Last year I made a presentation to the Portland R User’s Group on the Area Deprivation Index, a method for classifying every neighborhood (census block group, to be precise) in the U.S. into a percentile based on socioeconomic position using census data. Most of the ensuing discussion was about how some of the data seemed strange – neighborhoods in Portland and elsewhere occupying the lowest percentile, seemingly arbitrarily. Most of the reason for this, I believe, is because these neighborhoods often contained missing census data. If you treat missing values as zero values, you get what my audience saw. If instead you impute the values, you get a quite different picture.

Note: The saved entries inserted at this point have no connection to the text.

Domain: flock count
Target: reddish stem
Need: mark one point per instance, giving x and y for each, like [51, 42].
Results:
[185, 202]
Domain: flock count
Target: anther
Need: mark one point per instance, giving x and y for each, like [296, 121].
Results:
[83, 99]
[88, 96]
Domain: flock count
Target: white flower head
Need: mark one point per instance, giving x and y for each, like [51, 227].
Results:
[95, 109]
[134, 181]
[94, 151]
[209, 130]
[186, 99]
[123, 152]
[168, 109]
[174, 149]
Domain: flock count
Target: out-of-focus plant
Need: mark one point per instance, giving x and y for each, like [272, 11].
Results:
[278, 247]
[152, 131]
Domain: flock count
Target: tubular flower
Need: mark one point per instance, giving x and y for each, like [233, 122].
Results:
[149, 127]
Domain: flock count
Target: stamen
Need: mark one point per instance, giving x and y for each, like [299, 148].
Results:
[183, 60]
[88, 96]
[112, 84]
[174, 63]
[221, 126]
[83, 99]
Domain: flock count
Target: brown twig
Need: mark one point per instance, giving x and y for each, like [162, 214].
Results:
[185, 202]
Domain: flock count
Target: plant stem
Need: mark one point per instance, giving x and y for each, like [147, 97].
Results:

In Manhattan the differences are among the most severe in the US. This is because there are plenty of block groups with few if any homeowners, meaning that values for things like median home value or median mortgage are often missing.
Here’s a side-by-side comparison. The Yost Index uses 7 of the 17 inputs that the ADI uses, so is not identical, but should be highly similar. I chose it because it is more parsimonious as well as more transparent. Note how the ADI consistently implies a lower socioeconomic position in one of the most affluent parts of the entire country.
A link to my presentation is here
Note: I used the leaflet package to make these maps. One thing I’ve found is that when I generate a map, my CPU usage jumps to 100% and I have to quit RStudio before I can do anything else. Others have occasionally reported this problem with RStudio generally, but not with leaflet specifically. It makes it difficult to explore the various features of leaflet!